I began to watch for the kids who were allowed to play. They were the ones running around in the big carpeted area in front of the store, chasing each other, climbing on the benches, doing cartwheels, and generally acting like kids at play. None of them got hurt or caused a bit of trouble for the merchants that I ever saw. And well, darn it, they looked happy, out there playing.
I have to wonder how much of our current problems with hyperactivity and ADHD could have restraint of children as a contributing factor. Kids develop their nervous systems through using their muscles. Movement is necessary for proper neuron development. In the name of keeping our kids safe–strap ’em in the high chair, strap ’em in the car seat, strap ’em in the stroller–are we stunting their growth?
But that’s a long aside to what I really wanted to talk about today.
On Wednesday, the New York Times published an article about an new trend in parenting: letting children play. Yep, play, the same thing I did every darn day when I was a kid. Of course, now it has to be legitimatized with fancy names like “free play” or “unstructured play” or “imaginative play,” in the same sort of way that messing around with a hose or a sprinkler became “water play” (I don’t know when that happened, but every time I hear it, it annoys the heck out of me). Some parents speak proudly of the adjustment they made to the idea of of children making messes! Imagine that! But smug snark aside, am I the only one who finds it it just plain creepy that parents need to be “given a 75-page ‘Playbook’ outlining research on play and offering children ideas for playful pursuits”? When did normal mammalian behavior (all young animals play) become something we have to teach our kids? When did our kids’ lives become so structured that they did not teach the culture of play to one another?

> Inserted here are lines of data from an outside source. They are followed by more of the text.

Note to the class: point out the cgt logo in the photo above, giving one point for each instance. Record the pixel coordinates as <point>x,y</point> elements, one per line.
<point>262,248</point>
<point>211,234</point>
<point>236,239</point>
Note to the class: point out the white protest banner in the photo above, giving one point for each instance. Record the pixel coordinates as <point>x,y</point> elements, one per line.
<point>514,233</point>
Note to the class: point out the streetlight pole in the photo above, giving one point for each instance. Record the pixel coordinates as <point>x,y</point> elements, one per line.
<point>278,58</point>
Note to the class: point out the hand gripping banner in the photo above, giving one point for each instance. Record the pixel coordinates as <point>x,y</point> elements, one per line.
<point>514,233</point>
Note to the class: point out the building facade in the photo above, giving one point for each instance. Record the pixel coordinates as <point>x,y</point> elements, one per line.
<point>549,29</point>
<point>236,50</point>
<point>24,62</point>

I wonder, too, what effect this has on the aspiring magical practitioner. If we grow up without sufficient development of our play and imagination circuitry, how can we fully respond to ritual, or effectively use skills that have been called active imagination or creative visualization?

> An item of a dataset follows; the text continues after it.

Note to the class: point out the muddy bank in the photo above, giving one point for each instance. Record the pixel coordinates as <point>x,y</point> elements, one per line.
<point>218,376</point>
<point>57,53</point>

Or what about the kids who never explore the outside world? One mom in the article mentions how she is afraid to let her kids play outside without her right there supervising them. That’s another modern twist that amazes and frightens me. It was encapsulated in a TV commercial I saw for a planned community in Arkansas not so long ago, where a mom rhapsodizes about how beautiful and natural the surroundings are, and how safe it felt–so safe, she even let her kids play in the front yard! If the development is as lovely as the commercial wants us to believe, those kids should be out climbing hills and catching frogs, not staying demurely in front of their house. Heck, even if it’s not that nice, those kids should be outside running around. (Hey, you kids! Get off that lawn! Go climb a tree or sumthin’!)
There is a cost to this estrangement from the natural world (and it is well explored in Richard Louv’s book, Last Child in the Woods: Saving Our Children from Nature-Deficit Disorder). What I wonder, also, is as practitioners of a nature religion, how can we relate to a generation of children who were not allowed or not inclined to play outside? How will they develop a love of nature, which was the call of the heart that brought so many of us to Neopagansim to begin with?